Hüseyin Aykol’un yıllardır gazetemizdeki ‘İçeriden’ köşesinden seslerini duyurduğu tutsaklar da dayanışma mektupları göndermeye devam ediyor. Erzurum 2 No’lu Yüksek Güvenlikli Cezaevi’nde tutulan gazeteci Ziya Ataman ile Kayseri Kadın Kapalı Cezaevi’ndeki tutsak Nazlı Soglin’in Hüseyin Aykol’a yazdıkları mektupları Mezopotamya Ajansı derledi.
Erzurum 2 No’lu Yüksek Güvenlikli Cezaevi’nde tutsak tutulan, Kanun Hükmünde Kararname (KHK) ile kapatılan Dicle Haber Ajansı (DİHA) muhabiri Ziya Ataman Aykol’a gönderdiği mektupta şunları yazdı:
“Bir umut, gerçek bir baharın muştusuna hazırlanıyorken sizlerden yana derinden sarsan bir haber aldım. Belki de yanlış anlamışımdır; Meclis kanalının kalabalığından oluşan sanrılardır diye düşündüm. Fakat bunun gerçekliği, ardı sıra gelen ‘geçmiş olsun’ dilekleriyle doğrulandı.

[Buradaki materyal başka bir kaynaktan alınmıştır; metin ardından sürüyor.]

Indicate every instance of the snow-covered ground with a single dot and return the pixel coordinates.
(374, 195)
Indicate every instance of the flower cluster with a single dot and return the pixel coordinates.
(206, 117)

Bu kartı, gücünüzün farkında olan biri olarak yazıyorum. Onca zahmeti ve zorluğu ardınızda bıraktınız, göğüs gerdiniz ve hakikat için büyük bir savaşım verdiniz. Şimdi de bu savaşımlar kadar değerli bir savaşımı daha vereceksiniz ve bu kartı sıhhatte olduğunuz bir vakitte okuyacaksınız. Bundan eminim. Gözüm, gelecek olan mektubunuzda. Dualarım ve düşüncem sizlerle. Kendinize çok iyi bakın.”
‘Zindanın çaresizliğiyle bu mektubu yazmaya koydum kendimi’
Kayseri Kadın Kapalı Cezaevi’nde tutulan Nazlı Soglin ise gönderdiği mektubunda şunları kaydetti:
“Şu an tarih 14.10.2025, saat 20.28, milletvekili Ali Bozan Meclis kürsüsünde senin rahatsızlandığını ve şu anda ameliyatta olduğunu duyurdu. İlkin yanlış anladım diye düşünüp etrafıma baktım. Arkadaşların hepsinde sessizlik ve dökülmeye hazır olmuş gözlerindeki yaşları görünce doğru duyduğumu anladım. Kalbime tarif edemediğim derin bir acı oturdu. Zindanın çaresizliğiyle sana bu mektubu yazmaya koydum kendimi.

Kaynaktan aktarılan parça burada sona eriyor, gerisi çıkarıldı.